My Chronic Brain

My Chronic Brain

The Brand New Online Magazine for Chronic Migraine!

My Chronic Brain: “A digital magaizine helping Chronic Migraine sufferers live exceptional lives”

I am really excited to be involved in this project. Migraine is something that is so very close to my heart.

Let me you a little background. For brevity’s sake, I am going to try to focus mostly on the migraine/headache part of my health and not the Cushing’s which I talk about elsewhere on the website.

I’ve had three brain surgeries due to the pituitary surgery that caused my Cushing’s Disease.
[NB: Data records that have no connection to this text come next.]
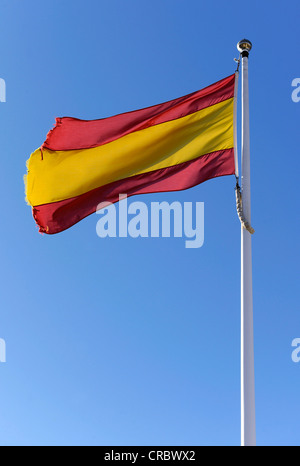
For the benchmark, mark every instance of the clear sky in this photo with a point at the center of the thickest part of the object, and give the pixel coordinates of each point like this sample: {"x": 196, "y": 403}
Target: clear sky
{"x": 137, "y": 341}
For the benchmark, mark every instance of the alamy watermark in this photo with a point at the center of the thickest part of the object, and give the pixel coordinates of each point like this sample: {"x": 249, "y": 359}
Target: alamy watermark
{"x": 2, "y": 350}
{"x": 296, "y": 91}
{"x": 161, "y": 219}
{"x": 2, "y": 90}
{"x": 296, "y": 351}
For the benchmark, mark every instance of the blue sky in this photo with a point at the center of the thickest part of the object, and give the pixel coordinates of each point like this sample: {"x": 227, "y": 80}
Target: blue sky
{"x": 137, "y": 341}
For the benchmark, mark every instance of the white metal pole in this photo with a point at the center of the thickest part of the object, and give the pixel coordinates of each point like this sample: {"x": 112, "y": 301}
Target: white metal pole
{"x": 248, "y": 434}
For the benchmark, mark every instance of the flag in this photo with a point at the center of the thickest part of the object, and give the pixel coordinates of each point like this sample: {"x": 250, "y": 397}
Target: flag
{"x": 167, "y": 147}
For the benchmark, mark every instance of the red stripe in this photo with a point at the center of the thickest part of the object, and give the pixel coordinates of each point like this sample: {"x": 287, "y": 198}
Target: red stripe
{"x": 59, "y": 216}
{"x": 73, "y": 134}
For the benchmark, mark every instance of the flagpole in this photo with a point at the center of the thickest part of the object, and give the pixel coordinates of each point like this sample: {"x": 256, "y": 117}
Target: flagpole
{"x": 248, "y": 434}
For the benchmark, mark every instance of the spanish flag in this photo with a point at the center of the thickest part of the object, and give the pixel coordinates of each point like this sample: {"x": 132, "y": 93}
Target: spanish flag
{"x": 167, "y": 147}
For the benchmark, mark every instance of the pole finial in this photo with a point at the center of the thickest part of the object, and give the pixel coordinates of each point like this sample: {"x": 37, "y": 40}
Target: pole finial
{"x": 244, "y": 45}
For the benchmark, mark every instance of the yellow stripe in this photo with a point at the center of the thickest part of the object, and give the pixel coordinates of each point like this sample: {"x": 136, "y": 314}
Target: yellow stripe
{"x": 65, "y": 174}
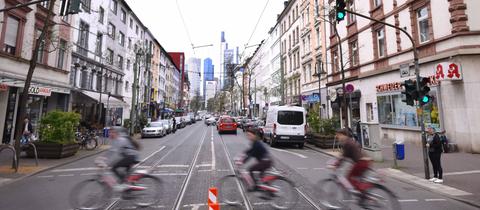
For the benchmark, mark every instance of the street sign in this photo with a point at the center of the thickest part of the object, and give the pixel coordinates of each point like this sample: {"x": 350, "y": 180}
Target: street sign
{"x": 349, "y": 88}
{"x": 404, "y": 70}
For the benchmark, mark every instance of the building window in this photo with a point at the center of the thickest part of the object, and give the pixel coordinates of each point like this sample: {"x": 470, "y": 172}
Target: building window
{"x": 61, "y": 53}
{"x": 101, "y": 15}
{"x": 111, "y": 30}
{"x": 381, "y": 43}
{"x": 423, "y": 27}
{"x": 351, "y": 7}
{"x": 123, "y": 16}
{"x": 113, "y": 6}
{"x": 98, "y": 44}
{"x": 11, "y": 35}
{"x": 121, "y": 39}
{"x": 110, "y": 56}
{"x": 120, "y": 62}
{"x": 83, "y": 38}
{"x": 354, "y": 53}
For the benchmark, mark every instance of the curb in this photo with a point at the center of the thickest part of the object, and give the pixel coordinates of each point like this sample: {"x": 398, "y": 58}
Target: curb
{"x": 465, "y": 201}
{"x": 51, "y": 167}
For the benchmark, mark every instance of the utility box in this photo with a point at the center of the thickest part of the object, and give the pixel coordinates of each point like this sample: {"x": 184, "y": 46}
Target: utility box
{"x": 370, "y": 135}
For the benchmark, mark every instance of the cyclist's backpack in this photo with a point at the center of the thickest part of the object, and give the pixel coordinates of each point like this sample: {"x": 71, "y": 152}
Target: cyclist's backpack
{"x": 444, "y": 141}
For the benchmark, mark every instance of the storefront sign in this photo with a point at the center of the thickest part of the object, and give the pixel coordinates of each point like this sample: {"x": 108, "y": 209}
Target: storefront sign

The second  caused lasting nerved damage in my face that has manifested itself in Trigeminal Neuralgia and Chronic Migraine. I started noticing a reddening of my right cheek and a deep throbbing pain after the surgery. For the five years following my surgery I was in near constant pain trying everything from botox to, nerve blocks, to PRP and more. I probably underwent 25 procedures and visited multiple doctors everywhere from UCLA, UCSF, Stanford and the Mayo Clinic.

Eventually the situation became such that I could no longer care for myself, and I moved back to Northern California to be with family. After another (and final) pitutary tumor removal surgery and recovery, I was still having pain. Constant pain. I’d begun getting migraine’s in my early twenties and had been treated for them before and had gotten them on a fairly regular basis, but due to the emergence of tumors roughly every 9 years it was hard to trace what exactly had worked and what hadn’t. In 2016 I started with my current medical team and have been happy with them and really love my doctor even though it’s been a really hard road.

In early January of 2018 I got a migraine and it would not break. Months went on and nothing would break it. Medicines, emergency room visits, infusions. It took six months to get it under control. Since then we’ve added various therapies including GammaCore and Botox but migraine is a constant part of my life. I have some kind of headache everyday of my life and many days it is migraine: a lie in a dark, quiet room, wishing that sleep will mercifully come so I can wake up on another day–a day that hopefully brings less pain.

Chronic migraine is part of my life everyday, and My Chronic Brain is for those who live the same way. A resource, a community, and a place to find answers.

It Began With Amanda…

Amanda and I met about three years ago on with a tentative exchage on Twitter. What began as a few DMs among members of the ‘chronic illness club‘ developed into a fast friendship. Now it’s loads of texts, I’m friends with her siblings on social media plus I’m pretty sure our dogs are boyfriend and girlfriend.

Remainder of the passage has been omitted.